As I walked into Art of Animation today with my out of town guest, the concept artist (front desk clerk) asked if we were there for the tour. OF COURSE! This time it was not Art. Yes, Art of Animation as he likes to call himself. Our new tour guide led us through the tour but had different information than I had heard before. Here is the top ten things I learned on our Art of Animation Tour today.
1. There are 2500 statues at Art of Animation. That is more than the Magic Kingdom! All of the statues are scaled as if you were the main character from that movie. In the Finding Nemo area, you are the size of Nemo. You are looking up at Crush, the Seagulls, and Mr. Ray.
2. There are 276 jars of color in the Ink and Paint Shop. That goes to show you how many shades of each color are used in the movies. Also, Lillian Bounds (Disney) met Walt Disney when she worked in “ink and paint.” In the future, when I visit the Ink and Paint Shop, I will be thinking about the love story of Walt and Lilly.
3. The couch bed in the Cars section looks like the backseat of an old car. One might think that since it is a fold out bed and is a seat from a car that it will be uncomfortable. Actually, it has three tempurpedic mattresses that mold into one. It is the most comfortable bed in the suite.
4. Thermostats in the suites of Art of Animation have motion sensors. This means that after you leave for the day and it does not detect any movement, it will turn itself off. Don't worry. It has a night timer so it will not turn off while guests are sleeping.
5. There are over 200 pieces of art work throughout the resort. In each building, there are original pieces of artwork on each floor outside the elevators. Yes, we went up and down the elevator and took pictures of the paintings.

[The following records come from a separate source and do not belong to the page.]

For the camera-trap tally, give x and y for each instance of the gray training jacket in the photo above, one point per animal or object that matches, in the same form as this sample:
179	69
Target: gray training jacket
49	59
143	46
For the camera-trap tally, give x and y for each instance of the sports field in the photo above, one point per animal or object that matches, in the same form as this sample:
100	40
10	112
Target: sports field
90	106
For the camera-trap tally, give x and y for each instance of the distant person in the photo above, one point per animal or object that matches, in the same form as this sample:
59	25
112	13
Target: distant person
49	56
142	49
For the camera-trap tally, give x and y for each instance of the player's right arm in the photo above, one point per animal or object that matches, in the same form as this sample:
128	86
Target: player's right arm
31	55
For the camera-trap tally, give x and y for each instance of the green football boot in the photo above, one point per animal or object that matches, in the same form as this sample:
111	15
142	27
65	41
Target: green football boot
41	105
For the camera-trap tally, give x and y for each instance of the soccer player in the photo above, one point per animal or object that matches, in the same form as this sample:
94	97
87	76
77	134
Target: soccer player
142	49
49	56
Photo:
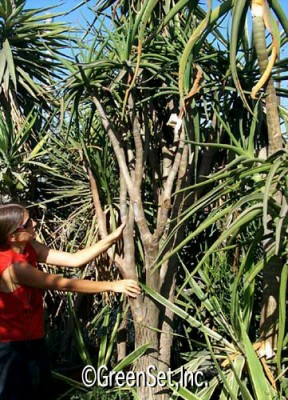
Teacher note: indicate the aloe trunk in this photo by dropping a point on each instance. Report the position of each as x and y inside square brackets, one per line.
[272, 270]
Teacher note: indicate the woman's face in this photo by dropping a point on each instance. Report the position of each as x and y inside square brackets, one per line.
[25, 232]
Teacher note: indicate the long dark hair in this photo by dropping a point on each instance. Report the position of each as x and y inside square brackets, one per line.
[11, 216]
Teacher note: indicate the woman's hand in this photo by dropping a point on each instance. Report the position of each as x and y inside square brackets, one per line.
[127, 286]
[114, 236]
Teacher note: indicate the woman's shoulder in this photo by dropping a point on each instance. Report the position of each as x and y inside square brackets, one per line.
[31, 253]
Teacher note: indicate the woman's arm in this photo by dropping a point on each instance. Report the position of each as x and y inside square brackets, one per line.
[25, 274]
[81, 257]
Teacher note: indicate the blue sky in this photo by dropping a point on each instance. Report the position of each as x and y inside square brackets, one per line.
[78, 17]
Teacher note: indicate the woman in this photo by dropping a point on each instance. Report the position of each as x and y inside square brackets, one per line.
[24, 371]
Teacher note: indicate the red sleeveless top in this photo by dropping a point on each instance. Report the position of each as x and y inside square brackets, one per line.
[21, 311]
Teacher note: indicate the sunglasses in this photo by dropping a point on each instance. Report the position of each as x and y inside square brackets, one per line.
[24, 226]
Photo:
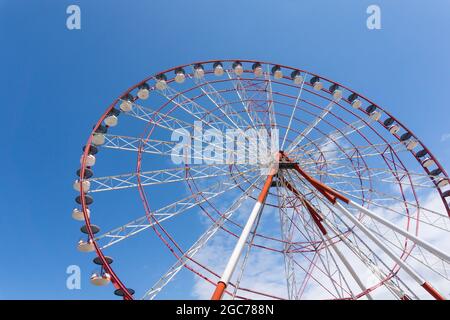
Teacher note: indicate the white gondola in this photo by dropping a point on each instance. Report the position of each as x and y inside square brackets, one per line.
[411, 144]
[126, 106]
[99, 279]
[258, 71]
[337, 95]
[111, 120]
[428, 162]
[90, 160]
[86, 185]
[394, 129]
[98, 139]
[78, 215]
[85, 246]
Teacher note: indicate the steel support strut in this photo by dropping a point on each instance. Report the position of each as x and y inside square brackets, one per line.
[232, 262]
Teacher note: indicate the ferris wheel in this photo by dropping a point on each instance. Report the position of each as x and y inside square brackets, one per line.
[351, 204]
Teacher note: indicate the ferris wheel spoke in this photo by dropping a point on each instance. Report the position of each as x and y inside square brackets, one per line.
[161, 176]
[333, 136]
[388, 203]
[324, 237]
[361, 227]
[194, 109]
[246, 101]
[427, 260]
[270, 101]
[386, 223]
[152, 146]
[366, 260]
[167, 212]
[201, 242]
[294, 108]
[221, 104]
[402, 264]
[310, 128]
[161, 120]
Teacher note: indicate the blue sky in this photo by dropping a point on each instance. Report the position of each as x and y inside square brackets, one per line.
[55, 83]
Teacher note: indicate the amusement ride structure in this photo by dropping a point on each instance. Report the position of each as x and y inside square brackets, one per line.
[352, 204]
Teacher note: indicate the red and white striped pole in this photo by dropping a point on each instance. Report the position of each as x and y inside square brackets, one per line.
[232, 262]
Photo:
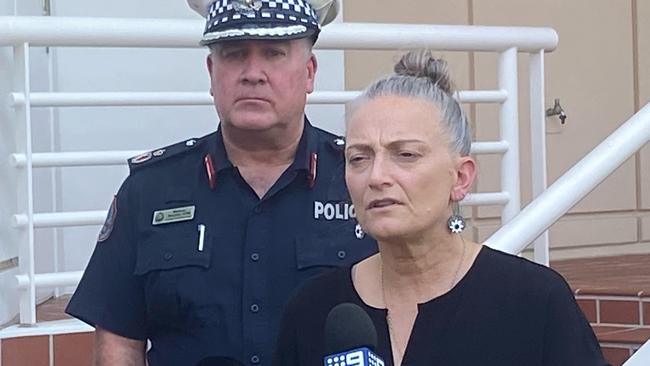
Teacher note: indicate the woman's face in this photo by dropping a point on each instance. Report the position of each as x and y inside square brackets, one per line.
[399, 170]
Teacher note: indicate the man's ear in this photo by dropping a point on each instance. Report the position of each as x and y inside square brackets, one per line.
[208, 64]
[312, 66]
[465, 175]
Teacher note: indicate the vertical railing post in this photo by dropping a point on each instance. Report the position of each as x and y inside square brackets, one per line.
[509, 128]
[26, 192]
[538, 145]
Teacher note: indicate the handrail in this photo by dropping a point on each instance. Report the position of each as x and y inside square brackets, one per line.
[574, 185]
[24, 33]
[109, 32]
[641, 357]
[106, 99]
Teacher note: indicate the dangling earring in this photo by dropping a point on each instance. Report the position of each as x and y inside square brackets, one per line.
[456, 222]
[358, 231]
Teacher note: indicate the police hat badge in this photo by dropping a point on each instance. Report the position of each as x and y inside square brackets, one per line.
[263, 19]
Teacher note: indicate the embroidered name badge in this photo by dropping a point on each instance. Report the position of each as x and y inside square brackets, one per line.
[173, 215]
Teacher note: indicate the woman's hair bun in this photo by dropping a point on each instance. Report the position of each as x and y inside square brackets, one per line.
[422, 64]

6. The “squishy ground” around the cars sculptures in Radiator Springs is actually their version of fake sand. This sand was only around the playground when the resort first opened to cast members. As cast members rushed over to take their picture with the Cars characters; they fell, tripped, and hurt themselves. This could not be. Fake sand, or squishy ground as I call it, was put in to stop this from happening to guests. The best part of the fake sand? It is made out of recycled shoes! Cast member shoes at that! Now, some lucky cast members will forever be a part of Disney history.
7. The only standard rooms at Art of Animation are in The Little Mermaid section. These buildings were built when Pop Century was built. They have been overrun, overgrown and are taking a lot to bring back up to Art of Animation standards. These standard rooms go for about $100 a night, which is half of the suite cost. (It will not fit as many people as the suites in the rest of the resort.) Even though these rooms are less expensive, they still have the details expected at Art of Animation. The carpet is full of gizmos and gadgets and the beds are seashells. These rooms open to the outside, like other value resort rooms. After realizing that, looking over at that section does make it look a little more like Pop Century and less like Art of Animation.
8. Art of Animation was meant to be an extension of Pop Century. I knew this part. I had heard about how the lobby skylights would point/highlight to each decade. I didn't think about which decades would be featured there. How about the 40s? 30s? How cool would that have been? After Pop Century was built and more time had passed, Disney realized that what they were missing from the resorts was the “art” “animation” or “magic” that people love in the movies and in the parks. Guests come back to the resorts and that sense of animated magic is lost on the Key West, New Orleans, or other themes. Art of Animation filled that void and immersed the guests into their favorite animated stories.
9. When we first visited the resort, I noticed something in Landscape of Flavors. My son had a hard time reaching the dirty dishes container. It was all the way up on the top of the trash can. I wondered how other guests would reach these containers. Not everyone is above 5 feet tall. Today, I noticed that changes have been made to that whole area. Now there are dirty dish containers on top and in the middle so people of all heights can reach them. Smart move, Disney.
10. I must not have noticed how Art got into the suite on our last tour. Art of Animation is the first value resort to use RFID (Radio Frequency Identification) cards for the doors. This means you simply swish your room key in front of the RFID reader on the door. This is just the start of what is to come with RFID technology in Disney World. I did notice the pool had an RFID reader the first time we went there but didn't even think about the rooms having this technology.
If you ever get a chance to visit (or stay) at Art of Animation, ask if there are any tours for that day. Even though we frequent the resort, we still learn something new each time and find more Disney Magic.